Medium Trucks Are GM’s New Focus
Over the last decade, General Motors Co. (GM, +0.45%) abandoned producing medium duty work trucks in the U.S. Now, the auto giant is ready to re-enter this growing, as well as potentially lucrative, U.S. market. Teaming up with Isuzu Motors Ltd. in Japan, GM will procure work trucks which will then be sold under the Chevrolet brand in the U.S. Isuzu and GM have worked together for many years. Isuzu, which is the number one auto maker in terms of sales in the U.S., will then rely on GM to reclaim its market share by selling these medium trucks through its dealer network and its reputation. In 2015, the medium-duty market has grown 3.5 percent. According to the dealers, the N-series truck, which is built by Isuzu, will now be rebranded as Chevrolet. On Monday, this partnership will be unveiled and analysts are expecting this announcement to be well-received especially in a country where stronger economic conditions are evident. GM already works quite closely with other companies in order to share the costs of new product developments. For example, the auto giant also purchases Nissan Motor Co. work vans and rebrands them as Chevrolet for the U.S. While the partnership between GM and Isuzu is only a small step, it represents the company’s commitment to taking a bigger market share against rivals such as Daimler AG and Ford Motor Co. The hope is that some GM Chevrolet dealers will now get the opportunity to make additional money by selling, outfitting and servicing work trucks. GM stocks are currently trading at $35.71 a share.
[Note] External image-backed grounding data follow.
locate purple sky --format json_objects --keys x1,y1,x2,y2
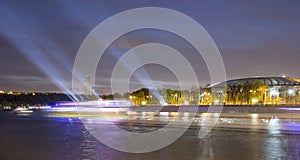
[{"x1": 0, "y1": 0, "x2": 300, "y2": 94}]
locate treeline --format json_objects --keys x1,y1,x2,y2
[{"x1": 0, "y1": 93, "x2": 72, "y2": 107}]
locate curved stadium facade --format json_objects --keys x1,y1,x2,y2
[{"x1": 205, "y1": 77, "x2": 300, "y2": 105}]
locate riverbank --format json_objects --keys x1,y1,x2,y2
[{"x1": 132, "y1": 105, "x2": 300, "y2": 113}]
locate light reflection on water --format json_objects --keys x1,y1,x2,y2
[{"x1": 1, "y1": 112, "x2": 300, "y2": 159}]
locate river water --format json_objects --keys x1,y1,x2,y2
[{"x1": 1, "y1": 111, "x2": 300, "y2": 160}]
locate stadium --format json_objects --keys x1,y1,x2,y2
[{"x1": 205, "y1": 77, "x2": 300, "y2": 105}]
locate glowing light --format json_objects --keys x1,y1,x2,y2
[
  {"x1": 281, "y1": 122, "x2": 300, "y2": 132},
  {"x1": 126, "y1": 111, "x2": 137, "y2": 115},
  {"x1": 214, "y1": 99, "x2": 220, "y2": 104},
  {"x1": 160, "y1": 112, "x2": 169, "y2": 116},
  {"x1": 288, "y1": 89, "x2": 294, "y2": 95},
  {"x1": 251, "y1": 98, "x2": 258, "y2": 104},
  {"x1": 141, "y1": 101, "x2": 147, "y2": 106},
  {"x1": 268, "y1": 116, "x2": 281, "y2": 134},
  {"x1": 277, "y1": 108, "x2": 300, "y2": 111},
  {"x1": 251, "y1": 114, "x2": 258, "y2": 119},
  {"x1": 162, "y1": 102, "x2": 169, "y2": 106},
  {"x1": 169, "y1": 112, "x2": 179, "y2": 117},
  {"x1": 270, "y1": 88, "x2": 278, "y2": 96},
  {"x1": 184, "y1": 112, "x2": 189, "y2": 117}
]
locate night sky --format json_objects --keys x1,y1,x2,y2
[{"x1": 0, "y1": 0, "x2": 300, "y2": 94}]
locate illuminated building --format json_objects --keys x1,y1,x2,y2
[{"x1": 205, "y1": 77, "x2": 300, "y2": 105}]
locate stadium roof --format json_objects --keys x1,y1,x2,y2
[{"x1": 210, "y1": 77, "x2": 300, "y2": 88}]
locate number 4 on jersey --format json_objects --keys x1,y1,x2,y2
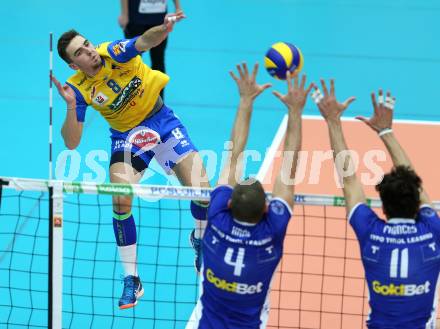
[{"x1": 224, "y1": 247, "x2": 245, "y2": 276}]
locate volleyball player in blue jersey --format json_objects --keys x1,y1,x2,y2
[
  {"x1": 186, "y1": 63, "x2": 313, "y2": 329},
  {"x1": 314, "y1": 80, "x2": 440, "y2": 329}
]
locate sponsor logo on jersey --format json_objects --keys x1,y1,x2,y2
[
  {"x1": 92, "y1": 92, "x2": 108, "y2": 105},
  {"x1": 112, "y1": 44, "x2": 121, "y2": 56},
  {"x1": 109, "y1": 76, "x2": 142, "y2": 111},
  {"x1": 128, "y1": 128, "x2": 160, "y2": 151},
  {"x1": 112, "y1": 40, "x2": 130, "y2": 56},
  {"x1": 206, "y1": 268, "x2": 263, "y2": 295},
  {"x1": 372, "y1": 280, "x2": 430, "y2": 296},
  {"x1": 118, "y1": 40, "x2": 129, "y2": 52}
]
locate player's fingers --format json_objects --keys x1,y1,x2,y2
[
  {"x1": 286, "y1": 71, "x2": 293, "y2": 90},
  {"x1": 370, "y1": 92, "x2": 380, "y2": 116},
  {"x1": 300, "y1": 74, "x2": 306, "y2": 89},
  {"x1": 330, "y1": 79, "x2": 335, "y2": 96},
  {"x1": 62, "y1": 85, "x2": 73, "y2": 95},
  {"x1": 320, "y1": 79, "x2": 329, "y2": 96},
  {"x1": 342, "y1": 96, "x2": 356, "y2": 109},
  {"x1": 243, "y1": 62, "x2": 249, "y2": 77},
  {"x1": 164, "y1": 21, "x2": 173, "y2": 32},
  {"x1": 355, "y1": 116, "x2": 377, "y2": 131},
  {"x1": 378, "y1": 89, "x2": 384, "y2": 107},
  {"x1": 355, "y1": 116, "x2": 368, "y2": 123},
  {"x1": 294, "y1": 73, "x2": 300, "y2": 89},
  {"x1": 272, "y1": 90, "x2": 284, "y2": 101},
  {"x1": 229, "y1": 70, "x2": 239, "y2": 82},
  {"x1": 166, "y1": 12, "x2": 185, "y2": 23},
  {"x1": 305, "y1": 82, "x2": 314, "y2": 95},
  {"x1": 175, "y1": 11, "x2": 186, "y2": 19},
  {"x1": 251, "y1": 62, "x2": 259, "y2": 81},
  {"x1": 261, "y1": 83, "x2": 272, "y2": 91},
  {"x1": 236, "y1": 64, "x2": 244, "y2": 79},
  {"x1": 311, "y1": 85, "x2": 324, "y2": 104},
  {"x1": 53, "y1": 79, "x2": 64, "y2": 93},
  {"x1": 51, "y1": 75, "x2": 61, "y2": 87}
]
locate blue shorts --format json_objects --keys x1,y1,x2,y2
[{"x1": 110, "y1": 104, "x2": 197, "y2": 174}]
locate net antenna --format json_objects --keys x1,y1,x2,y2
[
  {"x1": 49, "y1": 32, "x2": 53, "y2": 181},
  {"x1": 48, "y1": 33, "x2": 63, "y2": 329}
]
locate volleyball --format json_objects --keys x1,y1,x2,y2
[{"x1": 264, "y1": 42, "x2": 304, "y2": 79}]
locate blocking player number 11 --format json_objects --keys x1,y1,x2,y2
[{"x1": 390, "y1": 248, "x2": 408, "y2": 279}]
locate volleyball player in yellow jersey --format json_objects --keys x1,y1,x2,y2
[{"x1": 51, "y1": 12, "x2": 210, "y2": 309}]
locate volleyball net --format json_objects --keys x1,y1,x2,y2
[{"x1": 1, "y1": 177, "x2": 440, "y2": 329}]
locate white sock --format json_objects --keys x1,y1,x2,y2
[
  {"x1": 193, "y1": 219, "x2": 207, "y2": 239},
  {"x1": 118, "y1": 244, "x2": 138, "y2": 277}
]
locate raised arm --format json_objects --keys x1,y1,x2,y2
[
  {"x1": 135, "y1": 11, "x2": 185, "y2": 52},
  {"x1": 217, "y1": 63, "x2": 271, "y2": 186},
  {"x1": 315, "y1": 79, "x2": 365, "y2": 215},
  {"x1": 356, "y1": 90, "x2": 431, "y2": 205},
  {"x1": 271, "y1": 73, "x2": 313, "y2": 209},
  {"x1": 51, "y1": 75, "x2": 83, "y2": 150}
]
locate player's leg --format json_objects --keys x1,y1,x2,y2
[
  {"x1": 172, "y1": 152, "x2": 210, "y2": 233},
  {"x1": 110, "y1": 151, "x2": 149, "y2": 309},
  {"x1": 173, "y1": 151, "x2": 210, "y2": 272},
  {"x1": 151, "y1": 105, "x2": 211, "y2": 273}
]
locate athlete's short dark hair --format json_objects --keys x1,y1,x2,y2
[
  {"x1": 57, "y1": 29, "x2": 81, "y2": 64},
  {"x1": 376, "y1": 166, "x2": 421, "y2": 219},
  {"x1": 230, "y1": 178, "x2": 266, "y2": 223}
]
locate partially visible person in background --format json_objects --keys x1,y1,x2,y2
[{"x1": 119, "y1": 0, "x2": 182, "y2": 100}]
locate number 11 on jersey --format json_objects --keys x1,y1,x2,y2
[{"x1": 390, "y1": 248, "x2": 408, "y2": 279}]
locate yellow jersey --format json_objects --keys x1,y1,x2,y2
[{"x1": 66, "y1": 37, "x2": 169, "y2": 132}]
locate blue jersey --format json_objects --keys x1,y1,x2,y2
[
  {"x1": 188, "y1": 185, "x2": 292, "y2": 329},
  {"x1": 349, "y1": 203, "x2": 440, "y2": 329}
]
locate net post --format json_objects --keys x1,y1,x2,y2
[{"x1": 48, "y1": 182, "x2": 63, "y2": 329}]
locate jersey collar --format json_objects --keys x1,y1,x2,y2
[
  {"x1": 387, "y1": 218, "x2": 416, "y2": 224},
  {"x1": 233, "y1": 218, "x2": 257, "y2": 227}
]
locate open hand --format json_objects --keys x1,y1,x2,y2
[
  {"x1": 164, "y1": 11, "x2": 186, "y2": 32},
  {"x1": 313, "y1": 79, "x2": 356, "y2": 122},
  {"x1": 273, "y1": 71, "x2": 313, "y2": 113},
  {"x1": 229, "y1": 63, "x2": 272, "y2": 100},
  {"x1": 356, "y1": 89, "x2": 395, "y2": 132},
  {"x1": 51, "y1": 75, "x2": 76, "y2": 108}
]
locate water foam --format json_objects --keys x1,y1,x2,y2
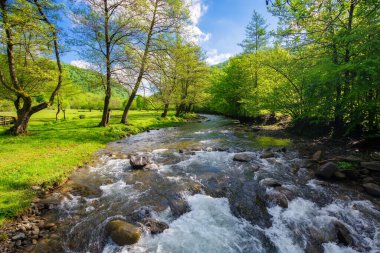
[{"x1": 106, "y1": 194, "x2": 262, "y2": 253}]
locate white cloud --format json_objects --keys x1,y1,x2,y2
[
  {"x1": 206, "y1": 49, "x2": 232, "y2": 65},
  {"x1": 188, "y1": 0, "x2": 208, "y2": 25},
  {"x1": 70, "y1": 60, "x2": 92, "y2": 69},
  {"x1": 183, "y1": 0, "x2": 211, "y2": 44}
]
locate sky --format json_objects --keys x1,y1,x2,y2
[
  {"x1": 64, "y1": 0, "x2": 279, "y2": 67},
  {"x1": 193, "y1": 0, "x2": 278, "y2": 65}
]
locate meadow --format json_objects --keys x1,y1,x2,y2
[{"x1": 0, "y1": 109, "x2": 182, "y2": 224}]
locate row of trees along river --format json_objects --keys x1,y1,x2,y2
[{"x1": 0, "y1": 0, "x2": 379, "y2": 138}]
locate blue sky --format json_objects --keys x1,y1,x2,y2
[
  {"x1": 196, "y1": 0, "x2": 278, "y2": 64},
  {"x1": 64, "y1": 0, "x2": 278, "y2": 67}
]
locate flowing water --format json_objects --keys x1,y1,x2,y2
[{"x1": 37, "y1": 115, "x2": 380, "y2": 253}]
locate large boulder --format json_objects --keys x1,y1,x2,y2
[
  {"x1": 360, "y1": 162, "x2": 380, "y2": 172},
  {"x1": 233, "y1": 153, "x2": 253, "y2": 162},
  {"x1": 334, "y1": 221, "x2": 353, "y2": 246},
  {"x1": 105, "y1": 220, "x2": 142, "y2": 246},
  {"x1": 315, "y1": 162, "x2": 338, "y2": 179},
  {"x1": 141, "y1": 218, "x2": 169, "y2": 234},
  {"x1": 363, "y1": 183, "x2": 380, "y2": 197},
  {"x1": 130, "y1": 156, "x2": 151, "y2": 170}
]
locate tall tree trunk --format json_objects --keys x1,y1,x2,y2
[
  {"x1": 2, "y1": 0, "x2": 63, "y2": 135},
  {"x1": 99, "y1": 0, "x2": 111, "y2": 127},
  {"x1": 161, "y1": 103, "x2": 169, "y2": 118},
  {"x1": 56, "y1": 96, "x2": 61, "y2": 122},
  {"x1": 10, "y1": 97, "x2": 32, "y2": 135},
  {"x1": 121, "y1": 0, "x2": 158, "y2": 124}
]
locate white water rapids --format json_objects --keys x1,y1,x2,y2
[{"x1": 38, "y1": 115, "x2": 380, "y2": 253}]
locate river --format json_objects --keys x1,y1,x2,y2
[{"x1": 35, "y1": 115, "x2": 380, "y2": 253}]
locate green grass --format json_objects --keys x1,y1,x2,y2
[
  {"x1": 337, "y1": 161, "x2": 356, "y2": 171},
  {"x1": 0, "y1": 109, "x2": 183, "y2": 225}
]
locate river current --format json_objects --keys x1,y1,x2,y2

In U.S. trading on Friday, U.S. stocks closed lower giving up previous gains. This decline came in response to sharp selloffs in the European equity markets as a result of concerns regarding the future of debt-ridden Greece in the eurozone. At the close of trading, the Dow Jones Industrial Average (DJIA) declined 0.8%, or 140.53 points, to 17,898.84. For the week, the blue chip index gained 0.3 percent. Meanwhile, the S&P 500 index (SPX) closed 0.7%, or 14.75 points, lower at 2,094.11. The benchmark index finished the week flat. Also, the Nasdaq Composite index (COMP) declined 0.6%, or 31.41 points, to 5,051.10. For the week, the tech heavy index lost 0.3 percent. Also on Friday, losses were evident in Europe and the Stoxx Europe 600 (SXXP, -0.92%) declined 0.9% while the Athens Composite index (GD, -5.92%) also dropped 5.9 percent.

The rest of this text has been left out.